For starters it should be clear that in order for a regression model to “work better” than a RFM model, the regression model has to incorporate variables other than RFM variables that aid in the prediction of the dependent variable.
To keep things relatively simple, let’s just concentrate on response models, because most RFM models are used to predict response. Let’s further stipulate that for the purpose of this discussion to “work better” means to improve the “Lift”, or the ratio of responders to names promoted at some agreed upon depth of file. For example for a regression model to “work better” than an RFM model at a depth of say 30% of the file, the regression model would have to identify significantly more responders than a RFM model would have identified at the same depth. Also, the argument that it’s easier to score a file with a single regression equation than it is to manage a RFM process, won’t count in this discussion – even though it’s true.
So, we get back to question of identifying more variables, variables other than RFM variables (Recency of purchase, Frequency of purchase and some measure of Monetary Value).
One way to do this is simply to create new variables out of FM variables. For example, variables such as: the total number of purchases or total sales divided by months on file or divided by the number of times promoted.
Another key variable that frequently appears is Tenure, or the length of time a customer has been on the database. This is such an important variable that it is frequently the basis for creating separate models, one for relatively new customers, and one or more models for customers that have been on the file a longer period of time.
Then there is product purchase data, which particular products or product categories has the customer purchased. This variable can be handled through the use of “dummy or 0/1 coded variables”. And, as we have mentioned in past articles, the best way to handle this data is through the use of Principal Components Analysis, a techniques which gets at the pattern of purchases over the entire set of purchase possibilities.
Of course, what’s needed most is a repeatable process for identifying key variables from the host of variables that appear on our databases. Here statistical techniques like “correlation tables” and simple cross tabs, which show the relationship between potential variables and response can help. And, of course, the marketing people should always tell the modeler which variables they either know or think to be significant predictors.
However, we think the best technique for identifying potential variables is CHAID.
CHAID can be used to pictorially display the differences in response rates looking at each potential variable, one at a time. When used in this manner, the marketing person is on an equal footing with the analyst or statistician, because the results, with just a little bit of explanation, are so easy to understand. (Whether CHAID should be used beyond this point as a replacement for a regression model is a subject we won’t get into here.) Needless to say, a CHAID can’t be done for every conceivable potential variable, so some combination of judgement and reliance on the correlation table will be required in this initial variable selection process.
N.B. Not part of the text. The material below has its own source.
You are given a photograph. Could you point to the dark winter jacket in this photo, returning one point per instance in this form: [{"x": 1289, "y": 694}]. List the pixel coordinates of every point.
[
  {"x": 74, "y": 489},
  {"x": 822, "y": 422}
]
Now, let’s assume for the purpose of this discussion that we identify 20 to 30 or even 50 variables, other than the basic RFM variables, that are each individually related to response. The last thing in the world we would want to do is use all of them in a model at the same time. The model would so “overfit” the data that while a Decile Analysis of the Calibration sample (the sample upon which the model was built) or even the Validation sample (the hold-out sample intended to prove the validity of the model) would look wonderful, the results of the model would never be replicated upon roll-out.
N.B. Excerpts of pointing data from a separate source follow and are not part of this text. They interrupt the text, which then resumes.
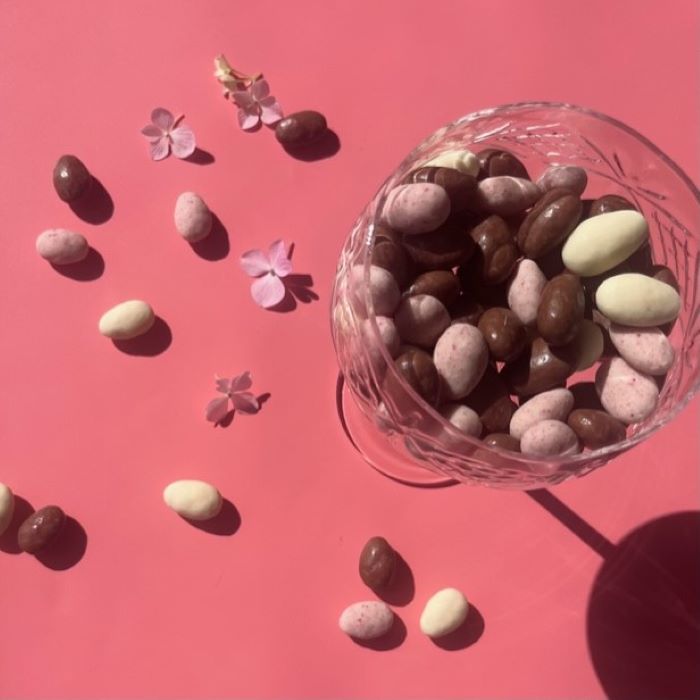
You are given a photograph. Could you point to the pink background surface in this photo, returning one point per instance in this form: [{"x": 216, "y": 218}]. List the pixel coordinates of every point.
[{"x": 158, "y": 608}]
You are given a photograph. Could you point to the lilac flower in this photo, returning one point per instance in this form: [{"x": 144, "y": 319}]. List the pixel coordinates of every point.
[
  {"x": 235, "y": 398},
  {"x": 165, "y": 135},
  {"x": 255, "y": 104},
  {"x": 270, "y": 268}
]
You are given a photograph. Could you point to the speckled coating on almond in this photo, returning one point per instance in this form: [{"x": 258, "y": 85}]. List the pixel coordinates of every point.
[
  {"x": 571, "y": 177},
  {"x": 549, "y": 438},
  {"x": 463, "y": 160},
  {"x": 554, "y": 404},
  {"x": 417, "y": 208},
  {"x": 383, "y": 289},
  {"x": 647, "y": 350},
  {"x": 461, "y": 357},
  {"x": 193, "y": 220},
  {"x": 465, "y": 419},
  {"x": 366, "y": 620},
  {"x": 60, "y": 246},
  {"x": 525, "y": 291},
  {"x": 505, "y": 195},
  {"x": 421, "y": 319},
  {"x": 626, "y": 394}
]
To at least some degree, this is a danger you never have to worry about, because the programs that produce regression models, if used correctly, will prevent this from happening. But, what may happen is that these very same programs (Step Wise Regression Programs) will frequently produce models that contain “too many” variables – even though the statistics describing these variables will suggest that they are significant.
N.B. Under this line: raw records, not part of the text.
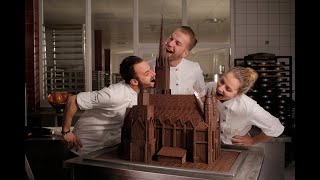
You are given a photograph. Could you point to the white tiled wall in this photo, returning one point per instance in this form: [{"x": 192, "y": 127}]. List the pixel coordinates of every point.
[{"x": 265, "y": 26}]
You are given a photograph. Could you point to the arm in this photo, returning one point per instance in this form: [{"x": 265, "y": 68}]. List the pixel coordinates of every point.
[
  {"x": 199, "y": 86},
  {"x": 248, "y": 140},
  {"x": 69, "y": 111}
]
When this happens, even though the Decile Analysis done on the Validation sample will look good, the model will have less than an optimum chance to hold up on roll-out promotions. To prevent this from happening, or to at least reduce the chances of this happening, we suggest ”pruning away” the least significant of the significant variables and observing the effect on the Decile Analysis. If the Decile Analysis is not significantly affected (made worse) than drop the variable, and as often as not you will find that dropping the unnecessary variables actually improves the Decile Analysis – increase the spread and removes “bumps” in the model. If all of these steps are followed, you will have a good chance of replacing your RFM models.